Gezien het voorstel van de Commissie (1),

Gezien het advies van het Economisch en Sociaal Comité (2),

Volgens de procedure van artikel 189 C van het Verdrag (3),

(1) Overwegende dat het vijfde milieuactieprogramma van de Gemeenschap (4) voorziet in het verzamelen van basisgegevens over het milieu alsmede in verbetering van de comptabiliteit, vergelijkbaarheid en doorzichtigheid daarvan;

(2) Overwegende dat bij Verordening (EEG) nr. 1210/90 van de Raad van 7 mei 1990 inzake de oprichting van het Europees Milieuagentschap en het Europees milieuobservatie- en -informatienetwerk de doelstellingen en taken van het Europees Milieuagentschap zijn vastgesteld (5);

(3) Overwegende dat de invoering van een regeling voor de uitwisseling van informatie over de luchtkwaliteit als bijdrage tot de bestrijding van verontreiniging en hinder noodzakelijk is, teneinde de kwaliteit van het bestaan en van het milieu in de hele Gemeenschap te verbeteren door de tendensen op lange termijn, alsmede de door de nationale en communautaire maatregelen ter bestrijding van luchtverontreiniging gerealiseerde verbeteringen te volgen;

(4) Overwegende dat bij de doorgifte van informatie, met name de informatie die moet worden verstrekt aan het Europees Milieuagentschap en de Commissie, doublures vermeden dienen te worden;

(5) Overwegende dat dankzij de ervaring die is opgedaan met regelingen voor de uitwisseling van informatie die zijn ingevoerd bij de Beschikkingen 75/441/EEG (6) en 82/459/EEG (7), thans een volledigere en representatievere regeling voor de uitwisseling van informatie kan worden opgezet door het aantal verontreinigende stoffen dat wordt gemeten uit te breiden en ook meetnetten en meetstations voor luchtverontreiniging in de regeling op te nemen;

(6) Overwegende dat een onderscheid moet worden gemaakt tussen informatie die altijd moet worden verstrekt, met name in verband met Richtlijn 96/62/EG van de Raad van 27 september 1996 inzake de beoordeling en het beheer van luchtkwaliteit (8), hierna richtlijn "luchtkwaliteit" te noemen, en informatie die moet worden verstrekt indien deze beschikbaar is;

(7) Overwegende dat de verzamelde informatie voldoende representatief moet zijn om voor het hele grondgebied van de Gemeenschap kaarten met de verontreinigingsniveaus te kunnen vervaardigen;

(8) Overwegende dat door het gebruik van gemeenschappelijke criteria voor de validering en verwerking van de meetresultaten, de comptabiliteit en de vergelijkbaarheid van de verstrekte gegevens wordt verhoogd,

HEEFT DE VOLGENDE BESCHIKKING VASTGESTELD:

Artikel 1

Doelstellingen

1. Er wordt een regeling voor de onderlinge uitwisseling van informatie over en gegevens van meetnetten en individuele meetstations voor luchtverontreiniging ingevoerd, hierna "onderlinge uitwisseling" te noemen. Deze onderlinge uitwisseling bestrijkt twee terreinen:

- meetnetten en -stations: de uitwisseling heeft betrekking op gedetailleerde informatie over de meetnetten en -stations die in de Lid-Staten de luchtverontreiniging bewaken;

- de metingen van de luchtkwaliteit door de stations: de uitwisseling heeft betrekking op gegevens die overeenkomstig bijlage I, punten 3 en 4, worden berekend uit metingen van de luchtverontreiniging door de stations in de Lid-Staten.

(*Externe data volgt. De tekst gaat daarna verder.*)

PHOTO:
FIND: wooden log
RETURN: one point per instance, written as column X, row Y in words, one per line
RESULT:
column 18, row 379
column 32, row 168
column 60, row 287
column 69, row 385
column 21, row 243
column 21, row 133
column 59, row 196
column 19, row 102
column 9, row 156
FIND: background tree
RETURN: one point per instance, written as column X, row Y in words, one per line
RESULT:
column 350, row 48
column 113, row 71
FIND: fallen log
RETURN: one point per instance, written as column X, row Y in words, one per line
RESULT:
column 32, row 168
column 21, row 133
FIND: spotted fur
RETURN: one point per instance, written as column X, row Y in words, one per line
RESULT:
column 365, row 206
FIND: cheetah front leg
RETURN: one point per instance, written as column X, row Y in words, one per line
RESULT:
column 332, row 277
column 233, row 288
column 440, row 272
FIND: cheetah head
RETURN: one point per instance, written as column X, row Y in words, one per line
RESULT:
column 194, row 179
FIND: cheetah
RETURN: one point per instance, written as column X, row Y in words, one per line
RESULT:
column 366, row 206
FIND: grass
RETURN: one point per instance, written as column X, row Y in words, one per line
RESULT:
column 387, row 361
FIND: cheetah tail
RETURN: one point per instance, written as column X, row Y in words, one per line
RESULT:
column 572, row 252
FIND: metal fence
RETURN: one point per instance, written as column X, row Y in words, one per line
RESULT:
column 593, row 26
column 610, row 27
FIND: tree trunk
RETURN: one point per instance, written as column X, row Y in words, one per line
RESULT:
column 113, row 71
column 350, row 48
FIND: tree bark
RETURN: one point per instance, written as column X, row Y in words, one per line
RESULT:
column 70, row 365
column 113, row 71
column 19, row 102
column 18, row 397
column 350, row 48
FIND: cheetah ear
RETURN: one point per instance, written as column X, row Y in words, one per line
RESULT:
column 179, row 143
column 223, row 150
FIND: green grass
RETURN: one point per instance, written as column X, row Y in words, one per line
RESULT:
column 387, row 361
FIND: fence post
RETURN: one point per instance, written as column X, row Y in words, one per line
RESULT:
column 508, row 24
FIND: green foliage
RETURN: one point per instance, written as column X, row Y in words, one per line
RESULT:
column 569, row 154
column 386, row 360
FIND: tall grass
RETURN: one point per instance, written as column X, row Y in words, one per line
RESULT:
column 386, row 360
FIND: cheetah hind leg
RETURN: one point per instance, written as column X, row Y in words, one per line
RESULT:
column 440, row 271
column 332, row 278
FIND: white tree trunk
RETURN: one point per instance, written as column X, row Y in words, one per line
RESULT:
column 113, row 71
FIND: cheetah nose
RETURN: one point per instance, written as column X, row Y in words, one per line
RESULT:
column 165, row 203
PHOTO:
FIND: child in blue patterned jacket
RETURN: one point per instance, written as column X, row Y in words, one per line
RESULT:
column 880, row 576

2. De Commissie en de in artikel 6 bedoelde nationale instanties zijn verantwoordelijk voor de uitvoering van de onderlinge uitwisseling. Voor vraagstukken die onder de bevoegdheid van het Europees Milieuagentschap vallen, wordt door de Commissie een beroep gedaan op deze instantie, teneinde gebruik te maken van de opgedane ervaring, o.a. met betrekking tot de werking en praktische uitvoering van het informatiesysteem.

Artikel 2

Verontreinigende stoffen

1. De onderlinge uitwisseling heeft betrekking op de in bijlage I bij de richtlijn "luchtkwaliteit" genoemde verontreinigende stoffen.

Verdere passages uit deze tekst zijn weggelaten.